LDS Church Growth, Member Activity, and Convert Retention: Review and Analysis
The transparent disclosure of research methodology and findings is a foundational tenet of scholarly research. National censuses and independent sociologic surveys are transparent; researchers can review the study methodologies and draw their own conclusions regarding the validity of study findings as well as possible limitations. Unfortunately, citations of internal church research by church leaders are much more difficult to parse, because the definitions, methodology, and full findings are not publicly released. Almost all independent sociologic research has the benefit of greater transparency than church-sponsored research. Other missionary oriented denominations, including the Seventh-day Adventist church and the Jehovah's Witnesses, annually publish a wide range of information, including relevant indicators of member activity and participation. In the LDS Church, such data is closely guarded internally and is considered confidential.

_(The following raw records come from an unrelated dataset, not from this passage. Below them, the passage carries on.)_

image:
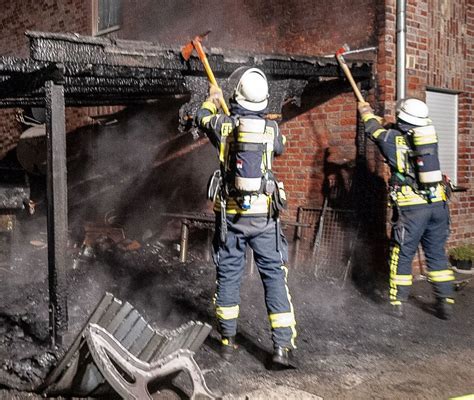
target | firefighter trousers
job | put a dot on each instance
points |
(270, 255)
(427, 225)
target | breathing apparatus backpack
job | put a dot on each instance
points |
(424, 141)
(246, 168)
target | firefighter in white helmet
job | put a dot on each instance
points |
(247, 200)
(419, 199)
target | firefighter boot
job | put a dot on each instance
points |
(281, 356)
(444, 308)
(228, 347)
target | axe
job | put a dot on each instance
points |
(186, 52)
(340, 59)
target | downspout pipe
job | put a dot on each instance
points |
(401, 49)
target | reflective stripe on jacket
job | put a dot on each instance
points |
(394, 147)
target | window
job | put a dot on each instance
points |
(443, 108)
(107, 16)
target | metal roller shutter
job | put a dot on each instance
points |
(444, 113)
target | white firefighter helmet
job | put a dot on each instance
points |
(251, 90)
(413, 111)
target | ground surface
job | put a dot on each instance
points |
(348, 345)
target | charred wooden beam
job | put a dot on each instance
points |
(57, 210)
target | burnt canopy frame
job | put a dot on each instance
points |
(71, 70)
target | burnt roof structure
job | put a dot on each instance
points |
(71, 70)
(98, 71)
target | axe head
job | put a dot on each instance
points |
(342, 50)
(188, 48)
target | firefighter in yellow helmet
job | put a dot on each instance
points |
(247, 202)
(420, 209)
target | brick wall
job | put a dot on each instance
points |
(311, 27)
(450, 47)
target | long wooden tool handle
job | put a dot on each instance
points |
(350, 78)
(210, 74)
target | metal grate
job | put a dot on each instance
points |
(334, 242)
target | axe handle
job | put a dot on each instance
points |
(210, 74)
(347, 71)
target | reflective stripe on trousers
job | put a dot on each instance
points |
(260, 234)
(428, 225)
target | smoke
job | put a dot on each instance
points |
(136, 167)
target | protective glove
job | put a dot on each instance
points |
(364, 108)
(215, 95)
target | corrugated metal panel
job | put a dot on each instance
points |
(444, 113)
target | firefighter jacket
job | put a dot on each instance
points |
(221, 130)
(394, 146)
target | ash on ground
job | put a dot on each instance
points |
(348, 344)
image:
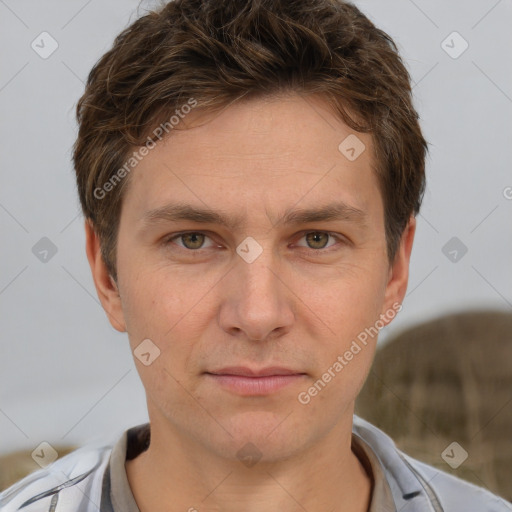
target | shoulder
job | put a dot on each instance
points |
(455, 494)
(75, 480)
(417, 486)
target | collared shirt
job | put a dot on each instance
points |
(93, 479)
(136, 440)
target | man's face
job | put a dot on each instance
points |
(266, 292)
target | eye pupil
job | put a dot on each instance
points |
(315, 235)
(194, 243)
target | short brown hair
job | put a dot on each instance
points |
(217, 52)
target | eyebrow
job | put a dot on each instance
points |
(339, 211)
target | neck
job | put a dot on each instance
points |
(175, 470)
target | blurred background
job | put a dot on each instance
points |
(68, 378)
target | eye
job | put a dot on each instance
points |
(318, 240)
(193, 240)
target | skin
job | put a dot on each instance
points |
(300, 305)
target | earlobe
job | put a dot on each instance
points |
(399, 271)
(106, 287)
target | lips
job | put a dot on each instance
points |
(250, 382)
(248, 372)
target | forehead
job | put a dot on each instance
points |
(268, 153)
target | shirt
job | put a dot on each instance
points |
(94, 479)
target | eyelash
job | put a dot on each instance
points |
(336, 236)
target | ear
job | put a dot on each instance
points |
(105, 286)
(398, 274)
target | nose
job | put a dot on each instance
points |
(257, 303)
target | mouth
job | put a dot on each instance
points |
(246, 382)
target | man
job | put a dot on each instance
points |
(249, 172)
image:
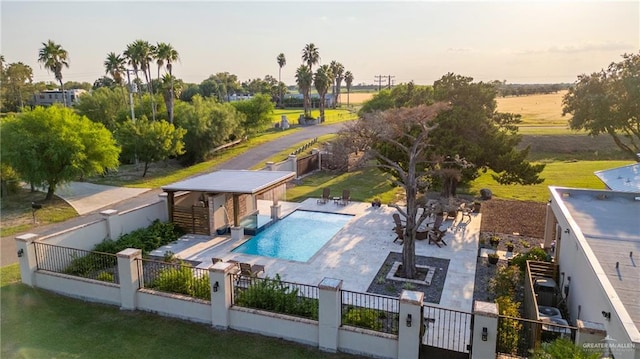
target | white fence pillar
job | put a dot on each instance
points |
(485, 330)
(26, 253)
(271, 166)
(590, 335)
(221, 292)
(276, 211)
(316, 151)
(114, 228)
(409, 339)
(293, 162)
(237, 233)
(329, 313)
(129, 277)
(165, 200)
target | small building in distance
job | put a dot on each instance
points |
(49, 97)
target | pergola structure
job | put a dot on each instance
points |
(205, 200)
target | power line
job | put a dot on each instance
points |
(379, 79)
(389, 82)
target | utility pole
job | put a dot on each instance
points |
(131, 91)
(379, 79)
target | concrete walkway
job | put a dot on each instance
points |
(89, 199)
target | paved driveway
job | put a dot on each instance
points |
(89, 199)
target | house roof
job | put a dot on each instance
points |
(625, 178)
(232, 181)
(608, 221)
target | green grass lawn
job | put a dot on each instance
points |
(330, 115)
(578, 174)
(40, 324)
(364, 184)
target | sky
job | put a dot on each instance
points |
(516, 41)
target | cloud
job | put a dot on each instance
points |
(580, 48)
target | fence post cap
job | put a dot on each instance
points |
(411, 297)
(485, 308)
(330, 284)
(27, 237)
(129, 253)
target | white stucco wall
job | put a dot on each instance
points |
(174, 305)
(373, 344)
(274, 325)
(85, 236)
(86, 289)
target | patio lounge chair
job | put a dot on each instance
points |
(249, 270)
(346, 197)
(325, 196)
(436, 237)
(435, 233)
(399, 234)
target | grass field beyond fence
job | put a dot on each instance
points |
(40, 324)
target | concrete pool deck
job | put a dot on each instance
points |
(355, 254)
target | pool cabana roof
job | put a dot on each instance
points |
(233, 181)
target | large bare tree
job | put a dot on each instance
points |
(400, 133)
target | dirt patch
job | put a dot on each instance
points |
(518, 222)
(16, 209)
(509, 217)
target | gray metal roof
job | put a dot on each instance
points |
(625, 178)
(232, 181)
(610, 223)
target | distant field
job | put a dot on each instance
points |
(536, 110)
(356, 98)
(577, 174)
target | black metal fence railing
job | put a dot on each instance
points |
(275, 295)
(370, 311)
(517, 336)
(77, 262)
(447, 329)
(305, 147)
(177, 278)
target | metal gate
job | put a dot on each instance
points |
(308, 164)
(448, 333)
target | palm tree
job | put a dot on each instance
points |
(170, 89)
(140, 55)
(322, 82)
(166, 53)
(348, 80)
(281, 62)
(114, 66)
(310, 55)
(304, 79)
(337, 69)
(54, 58)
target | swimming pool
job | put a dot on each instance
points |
(296, 237)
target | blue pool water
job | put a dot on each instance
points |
(296, 237)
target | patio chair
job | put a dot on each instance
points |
(465, 211)
(435, 234)
(249, 270)
(325, 196)
(399, 234)
(436, 237)
(398, 221)
(346, 197)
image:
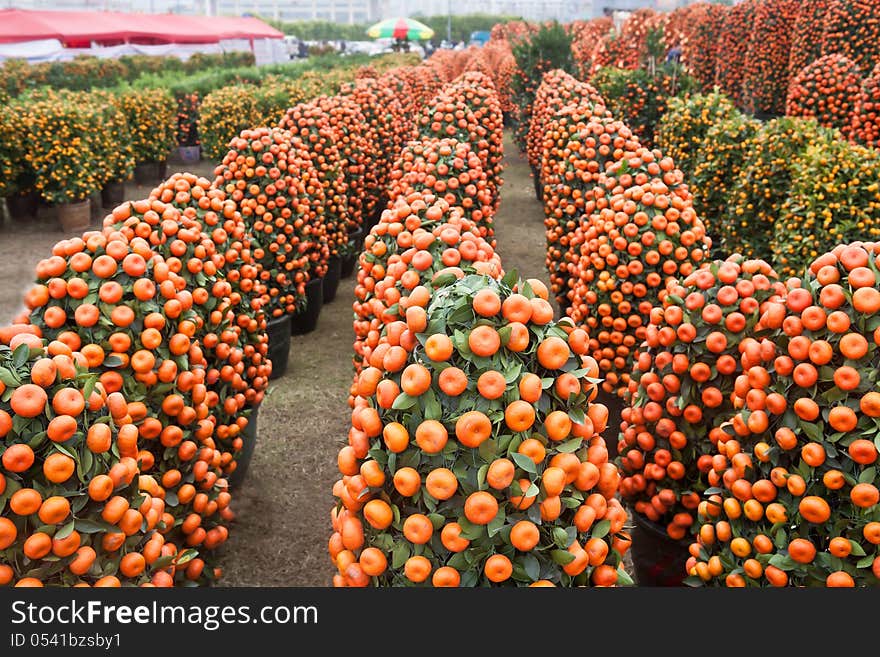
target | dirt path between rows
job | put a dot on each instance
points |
(283, 506)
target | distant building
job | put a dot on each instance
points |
(359, 11)
(335, 11)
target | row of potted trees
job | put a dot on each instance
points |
(474, 455)
(131, 384)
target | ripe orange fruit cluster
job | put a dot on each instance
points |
(795, 474)
(579, 145)
(865, 124)
(313, 135)
(476, 459)
(76, 510)
(734, 40)
(826, 90)
(467, 109)
(643, 231)
(682, 388)
(281, 201)
(212, 241)
(765, 67)
(418, 237)
(137, 317)
(451, 171)
(557, 90)
(383, 112)
(355, 140)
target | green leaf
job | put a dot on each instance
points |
(399, 555)
(112, 361)
(560, 537)
(865, 562)
(857, 550)
(570, 445)
(20, 355)
(65, 531)
(623, 578)
(532, 567)
(601, 529)
(524, 462)
(813, 431)
(562, 557)
(404, 402)
(9, 378)
(496, 523)
(86, 526)
(481, 475)
(186, 556)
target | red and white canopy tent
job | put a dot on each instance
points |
(54, 35)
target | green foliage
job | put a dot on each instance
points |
(536, 53)
(834, 198)
(717, 166)
(681, 132)
(763, 184)
(85, 72)
(639, 97)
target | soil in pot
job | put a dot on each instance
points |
(147, 173)
(249, 440)
(306, 320)
(539, 188)
(96, 211)
(658, 560)
(75, 217)
(331, 278)
(23, 206)
(615, 406)
(278, 330)
(113, 194)
(190, 154)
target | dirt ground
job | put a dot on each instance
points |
(283, 506)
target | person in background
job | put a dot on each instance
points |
(674, 54)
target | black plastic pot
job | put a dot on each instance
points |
(96, 210)
(356, 245)
(657, 559)
(349, 262)
(615, 406)
(249, 440)
(307, 320)
(356, 239)
(113, 194)
(331, 278)
(539, 188)
(278, 330)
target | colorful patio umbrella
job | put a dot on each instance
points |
(400, 28)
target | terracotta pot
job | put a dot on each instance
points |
(113, 194)
(75, 217)
(147, 173)
(189, 154)
(23, 206)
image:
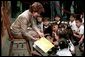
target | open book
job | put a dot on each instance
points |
(43, 44)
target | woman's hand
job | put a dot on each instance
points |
(41, 34)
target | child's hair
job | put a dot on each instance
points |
(58, 16)
(53, 24)
(79, 19)
(73, 15)
(45, 19)
(63, 44)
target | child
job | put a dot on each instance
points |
(55, 36)
(46, 26)
(40, 23)
(79, 32)
(57, 19)
(72, 22)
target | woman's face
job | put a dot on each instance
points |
(46, 23)
(72, 18)
(55, 28)
(57, 18)
(39, 19)
(35, 14)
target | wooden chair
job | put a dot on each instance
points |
(15, 42)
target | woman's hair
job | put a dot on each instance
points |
(36, 7)
(63, 44)
(46, 19)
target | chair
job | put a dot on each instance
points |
(18, 46)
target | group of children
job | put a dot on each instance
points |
(71, 31)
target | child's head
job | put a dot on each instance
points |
(39, 19)
(72, 17)
(54, 27)
(46, 21)
(57, 18)
(63, 44)
(78, 22)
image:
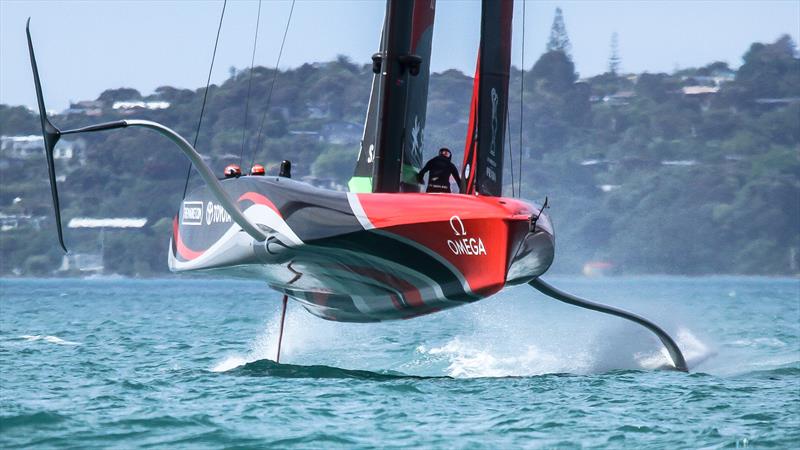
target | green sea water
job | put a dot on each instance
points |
(185, 363)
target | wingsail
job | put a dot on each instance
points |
(390, 156)
(417, 102)
(482, 168)
(362, 176)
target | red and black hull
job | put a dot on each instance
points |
(365, 257)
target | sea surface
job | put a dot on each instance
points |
(188, 363)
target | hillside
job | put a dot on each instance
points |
(693, 172)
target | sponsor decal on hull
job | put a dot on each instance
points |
(463, 244)
(192, 213)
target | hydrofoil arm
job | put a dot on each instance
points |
(674, 352)
(52, 134)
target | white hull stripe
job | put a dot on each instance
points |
(358, 211)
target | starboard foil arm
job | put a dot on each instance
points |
(52, 134)
(674, 352)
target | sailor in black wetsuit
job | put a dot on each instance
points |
(440, 169)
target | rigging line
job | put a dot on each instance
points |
(510, 150)
(249, 85)
(521, 101)
(205, 96)
(259, 137)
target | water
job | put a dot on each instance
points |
(187, 363)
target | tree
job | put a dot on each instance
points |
(119, 95)
(559, 41)
(614, 60)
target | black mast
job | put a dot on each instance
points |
(483, 158)
(396, 63)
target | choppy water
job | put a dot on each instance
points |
(186, 363)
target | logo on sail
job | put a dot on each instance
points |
(493, 147)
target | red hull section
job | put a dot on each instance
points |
(365, 257)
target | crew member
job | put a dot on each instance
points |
(440, 169)
(233, 171)
(257, 170)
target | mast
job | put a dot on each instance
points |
(417, 101)
(365, 164)
(483, 153)
(399, 70)
(393, 95)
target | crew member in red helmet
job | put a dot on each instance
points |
(233, 171)
(257, 170)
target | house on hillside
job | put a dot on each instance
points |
(131, 106)
(341, 132)
(620, 98)
(90, 108)
(31, 146)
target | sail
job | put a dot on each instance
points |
(417, 101)
(391, 146)
(362, 176)
(483, 154)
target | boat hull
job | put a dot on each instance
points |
(364, 257)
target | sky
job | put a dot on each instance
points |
(86, 47)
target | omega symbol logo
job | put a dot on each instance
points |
(462, 244)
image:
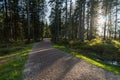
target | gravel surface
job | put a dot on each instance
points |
(48, 63)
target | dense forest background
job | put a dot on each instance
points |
(89, 25)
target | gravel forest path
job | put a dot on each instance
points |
(48, 63)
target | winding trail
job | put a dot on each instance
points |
(48, 63)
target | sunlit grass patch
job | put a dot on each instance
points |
(101, 64)
(12, 69)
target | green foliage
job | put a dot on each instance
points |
(105, 50)
(101, 64)
(13, 67)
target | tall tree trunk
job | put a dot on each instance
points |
(28, 17)
(115, 36)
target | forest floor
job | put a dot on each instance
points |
(48, 63)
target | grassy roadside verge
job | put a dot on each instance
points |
(12, 68)
(108, 67)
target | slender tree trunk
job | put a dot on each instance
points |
(28, 17)
(115, 36)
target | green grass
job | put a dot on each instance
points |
(106, 66)
(12, 68)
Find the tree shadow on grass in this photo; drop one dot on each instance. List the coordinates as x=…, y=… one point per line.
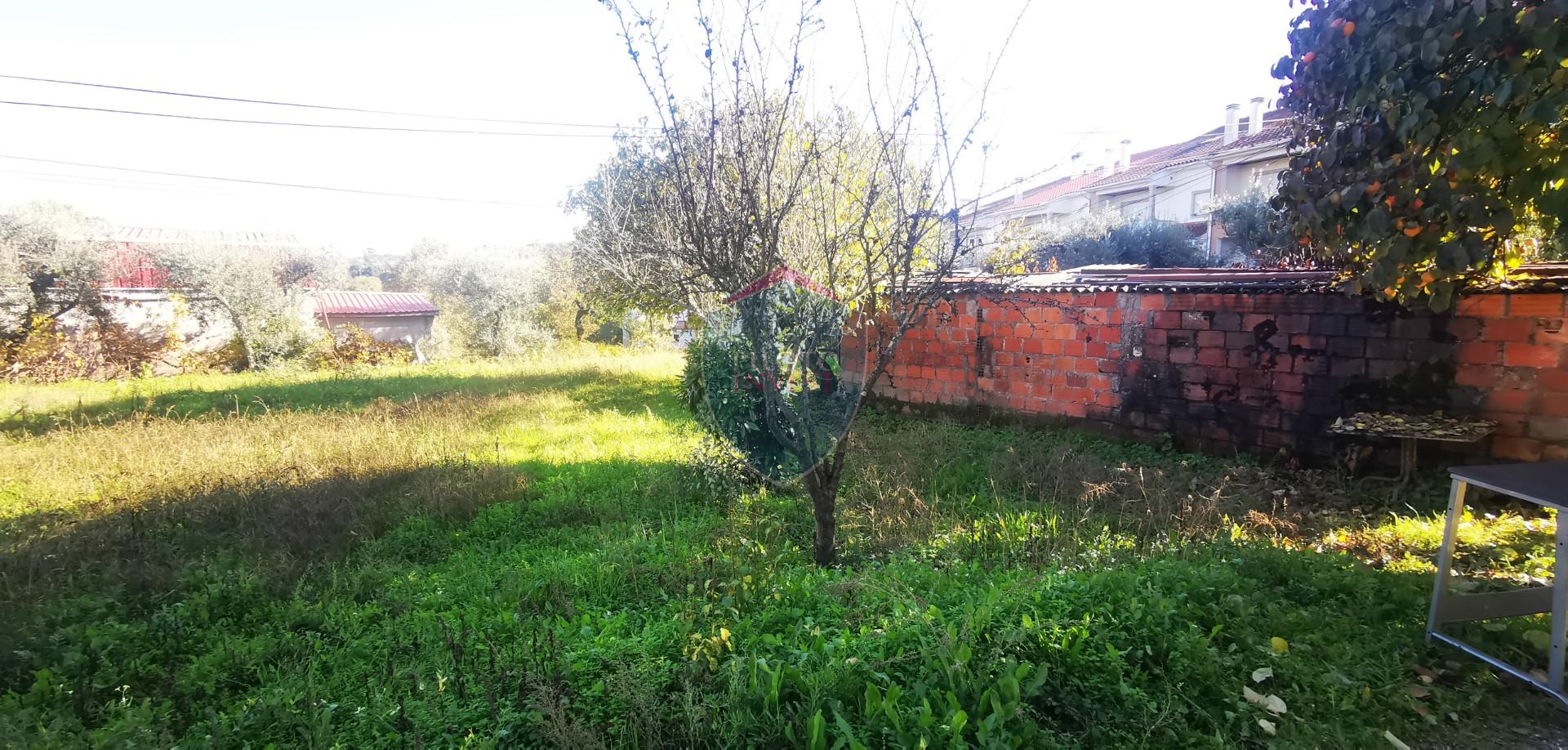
x=595, y=385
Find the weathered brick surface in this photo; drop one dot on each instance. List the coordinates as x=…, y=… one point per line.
x=1228, y=373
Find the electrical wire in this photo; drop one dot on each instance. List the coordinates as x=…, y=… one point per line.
x=274, y=184
x=320, y=105
x=303, y=124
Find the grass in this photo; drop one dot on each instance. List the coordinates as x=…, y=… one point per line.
x=526, y=556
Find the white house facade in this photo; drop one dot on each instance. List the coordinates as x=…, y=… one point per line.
x=1172, y=182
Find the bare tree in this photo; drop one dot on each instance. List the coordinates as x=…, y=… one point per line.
x=748, y=179
x=54, y=261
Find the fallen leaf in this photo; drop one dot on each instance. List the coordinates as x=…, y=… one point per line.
x=1271, y=703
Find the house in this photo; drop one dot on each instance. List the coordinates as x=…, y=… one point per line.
x=386, y=315
x=1174, y=182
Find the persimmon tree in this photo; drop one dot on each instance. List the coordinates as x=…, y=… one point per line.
x=755, y=175
x=1429, y=134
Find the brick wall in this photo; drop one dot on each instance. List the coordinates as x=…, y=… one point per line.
x=1227, y=373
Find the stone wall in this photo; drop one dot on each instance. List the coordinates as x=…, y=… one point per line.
x=1241, y=371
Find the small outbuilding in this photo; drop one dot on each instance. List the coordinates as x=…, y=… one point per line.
x=386, y=315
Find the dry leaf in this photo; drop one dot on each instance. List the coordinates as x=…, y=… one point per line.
x=1271, y=703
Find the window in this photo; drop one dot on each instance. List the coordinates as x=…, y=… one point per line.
x=1200, y=203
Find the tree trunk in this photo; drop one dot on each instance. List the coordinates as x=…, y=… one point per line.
x=822, y=484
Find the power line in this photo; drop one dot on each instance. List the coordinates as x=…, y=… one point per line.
x=317, y=105
x=303, y=124
x=274, y=184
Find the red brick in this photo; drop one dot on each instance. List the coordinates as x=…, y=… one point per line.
x=1314, y=342
x=1211, y=356
x=1288, y=382
x=1481, y=354
x=1554, y=380
x=1294, y=324
x=1509, y=328
x=1528, y=355
x=1509, y=426
x=1194, y=374
x=1552, y=405
x=1254, y=320
x=1509, y=402
x=1547, y=305
x=1465, y=328
x=1477, y=375
x=1482, y=306
x=1521, y=449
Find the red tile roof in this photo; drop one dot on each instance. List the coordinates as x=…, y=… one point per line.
x=373, y=303
x=777, y=276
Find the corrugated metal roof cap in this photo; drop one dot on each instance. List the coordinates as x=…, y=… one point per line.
x=373, y=303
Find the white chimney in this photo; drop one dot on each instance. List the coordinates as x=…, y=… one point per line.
x=1254, y=121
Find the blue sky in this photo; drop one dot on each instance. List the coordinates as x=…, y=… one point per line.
x=1140, y=69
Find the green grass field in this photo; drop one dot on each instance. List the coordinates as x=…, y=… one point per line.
x=528, y=556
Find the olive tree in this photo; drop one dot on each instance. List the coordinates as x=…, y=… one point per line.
x=1429, y=134
x=750, y=179
x=52, y=261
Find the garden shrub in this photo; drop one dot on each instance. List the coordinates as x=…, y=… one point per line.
x=102, y=350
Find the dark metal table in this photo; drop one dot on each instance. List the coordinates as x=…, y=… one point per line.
x=1547, y=485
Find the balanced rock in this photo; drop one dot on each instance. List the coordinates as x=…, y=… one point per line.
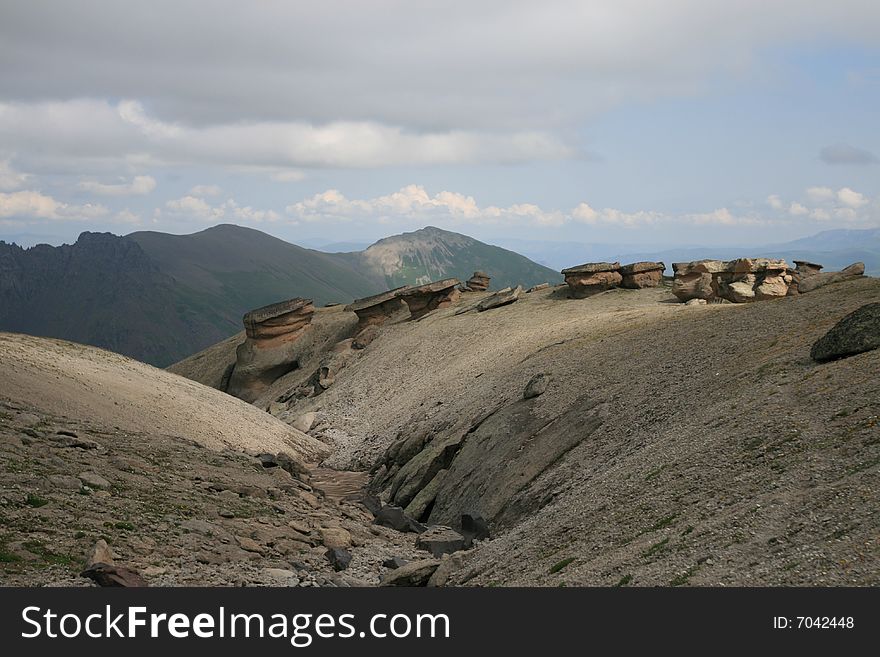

Scholars and researchers must therefore rely upon odd fragments of information dropped here and there in the public remarks of LDS leaders or former leaders. These statements are typically provided on an as-is basis, and we do not typically have the luxury of being able to ask and receive official clarification. Church leaders have often made some effort to provide context, as in noting that data came from a study conducted in North America and Canada, but these vague statements often leave considerable methodological uncertainty such that the findings cannot be analyzed with the same rigor that is applied to independent sources.
In view of institutional policies of nondisclosure and the lack of unified or authoritative resources on the subject, the task of determining true LDS member activity and convert retention rates is, as one acquaintance observed years ago, akin to divining pigeon entrails. Although data from church-sponsored research can still have relevance, non-transparent data is considered to be of low quality from a scholarly standpoint, especially when potential conflicts of interest exist.
It is true that the Church has no obligation to divulge internal statistics on church attendance or member activity. It is also true that scholars and news media have no obligation to view raw activity numbers as meaningful indicators of the church's growth or progress, and should view such statistics as offering little relevance or value when no indicators of actual member activity are provided. I believe that releasing statistics on church attendance would be a great boon by increasing awareness of convert retention and discouraging quick-baptize practices that run up numbers but do not strengthen the Church. Yet it is also my impression that there is too much fear that candid acknowledgment of the Church's very low member activity rates might challenge someone's faith, although faith built on the mantra of "rapid growth" rather than a genuine testimony of the gospel can hardly be considered faith at all. There may be greater concern that disclosure of inactivity would be a public relations embarrassment as the message of "rapid growth" that has been repeatedly sounded from the pulpit, and so it seems unlikely that the medium-term future will hold any greater transparency.